Redirecting legacy links

In order to preserve links pointing at the old blog I needed to generate a bunch of HTML redirect files. Scriptogram posts had permalinks of the form /post/<slug>, where <slug> was computed from the post aliases: ["/2013/11/13/moving-to-github/"] title. GitHub posts (with permalinks: pretty) have the form /<year>/<month>/<day>/<title>, where <title> comes from the filename rather than the post metadata.
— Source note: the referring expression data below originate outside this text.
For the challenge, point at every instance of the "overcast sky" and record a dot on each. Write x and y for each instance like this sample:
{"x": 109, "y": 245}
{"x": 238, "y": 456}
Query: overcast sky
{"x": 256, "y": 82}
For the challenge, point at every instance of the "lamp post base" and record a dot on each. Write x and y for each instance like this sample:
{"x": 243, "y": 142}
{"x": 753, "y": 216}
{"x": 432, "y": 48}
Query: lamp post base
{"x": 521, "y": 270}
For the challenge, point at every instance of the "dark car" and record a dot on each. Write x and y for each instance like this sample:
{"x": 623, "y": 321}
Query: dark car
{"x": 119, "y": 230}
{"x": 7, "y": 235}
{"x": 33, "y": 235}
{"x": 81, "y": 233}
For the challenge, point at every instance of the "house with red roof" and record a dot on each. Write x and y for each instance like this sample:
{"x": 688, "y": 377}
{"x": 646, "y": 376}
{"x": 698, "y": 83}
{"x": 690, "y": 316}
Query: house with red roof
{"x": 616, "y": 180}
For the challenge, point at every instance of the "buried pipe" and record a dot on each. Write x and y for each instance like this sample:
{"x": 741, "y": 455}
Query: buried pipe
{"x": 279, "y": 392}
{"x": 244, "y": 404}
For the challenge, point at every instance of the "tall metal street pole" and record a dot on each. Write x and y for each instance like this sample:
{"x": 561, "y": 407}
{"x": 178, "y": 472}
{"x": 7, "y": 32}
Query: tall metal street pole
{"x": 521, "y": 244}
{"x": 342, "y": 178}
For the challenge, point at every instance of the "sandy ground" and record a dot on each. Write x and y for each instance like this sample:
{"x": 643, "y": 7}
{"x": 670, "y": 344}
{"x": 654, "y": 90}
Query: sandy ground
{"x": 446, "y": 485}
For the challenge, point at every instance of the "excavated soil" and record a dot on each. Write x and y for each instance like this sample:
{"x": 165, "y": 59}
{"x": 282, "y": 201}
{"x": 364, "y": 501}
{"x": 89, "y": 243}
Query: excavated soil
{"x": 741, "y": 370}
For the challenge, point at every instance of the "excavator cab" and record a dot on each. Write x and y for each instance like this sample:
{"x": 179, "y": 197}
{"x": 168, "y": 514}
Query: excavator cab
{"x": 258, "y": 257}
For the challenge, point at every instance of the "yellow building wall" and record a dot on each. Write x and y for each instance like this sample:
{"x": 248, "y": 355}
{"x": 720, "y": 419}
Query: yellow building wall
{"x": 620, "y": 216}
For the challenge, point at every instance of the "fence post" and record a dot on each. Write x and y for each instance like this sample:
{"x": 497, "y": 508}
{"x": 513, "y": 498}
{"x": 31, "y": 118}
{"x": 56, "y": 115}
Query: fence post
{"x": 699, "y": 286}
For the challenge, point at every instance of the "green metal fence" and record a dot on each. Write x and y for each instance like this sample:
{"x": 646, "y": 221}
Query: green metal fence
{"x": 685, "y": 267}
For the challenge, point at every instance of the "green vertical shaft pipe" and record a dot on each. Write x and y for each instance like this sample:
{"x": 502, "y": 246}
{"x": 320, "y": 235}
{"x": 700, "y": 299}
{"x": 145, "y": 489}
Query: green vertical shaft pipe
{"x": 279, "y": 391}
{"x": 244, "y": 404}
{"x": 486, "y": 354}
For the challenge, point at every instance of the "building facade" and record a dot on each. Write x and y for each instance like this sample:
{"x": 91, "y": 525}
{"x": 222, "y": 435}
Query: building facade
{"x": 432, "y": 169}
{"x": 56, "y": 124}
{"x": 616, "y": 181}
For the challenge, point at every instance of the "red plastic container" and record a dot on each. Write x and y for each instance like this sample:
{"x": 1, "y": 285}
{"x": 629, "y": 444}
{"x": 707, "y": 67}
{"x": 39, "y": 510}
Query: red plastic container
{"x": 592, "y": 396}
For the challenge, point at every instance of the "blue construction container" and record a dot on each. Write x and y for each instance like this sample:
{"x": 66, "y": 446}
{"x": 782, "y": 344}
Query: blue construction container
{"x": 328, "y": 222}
I automated the generation of redirects with the following script:

#!/bin/sh

for post in _posts/*; do
  # read the title from the post metadata
  title=$(grep '^title:' $post)
  title=${title/title: /}

  # convert the title from the metadata into the slug
  # used by scriptogram
  slug=${title,,}
  slug=${slug// /-}
  slug=${slug//[.,:?\/\'\"]/}

  # parse the post filename into year, month, day, and title
  # as used by github
  post_name=${post/_posts\//}
  post_date=${post_name:0:10}
  post_title=${post_name:11}
  post_title=${post_title:0:$(( ${#post_title} - 3))}
  post_year=${post_date%%-*}
  tmp=${post_date#*-}
  post_month=${tmp%%-*}
  post_day=${post_date##*-}

  # the url at which the post is available on github
  new_url="/$post_year/$post_month/$post_day/$post_title/"
  
  # generate the html redirect file
  mkdir -p post/$slug
  sed "s|URL|$new_url|g" redirect.html > post/$slug/index.html
done

Where redirect.html looks like this:

<!DOCTYPE html>
<html>
<head>
<link rel="canonical" href="URL"/>
<meta http-equiv="content-type" content="text/html; charset=utf-8" />
<meta http-equiv="refresh" content="0;url=URL" />
</head>
</html>

So given a file _posts/2013-11-12-a-random-collection.md, this would result in a new file post/a-random-collection-of-openstack-tools/index.html with the following content:

<!DOCTYPE html>
<html>
<head>
<link rel="canonical" href="/2013/11/12/a-random-collection/"/>
<meta http-equiv="content-type" content="text/html; charset=utf-8" />
<meta http-equiv="refresh" content="0;url=/2013/11/12/a-random-collection/" />
</head>
</html>

With this in place, a URL such as http://blog.oddbit.com/post/a-random-collection-of-openstack-tools goes to the right place.

Update: It turns out that it has been almost exactly a year since I moved from Blogger to Scriptogram.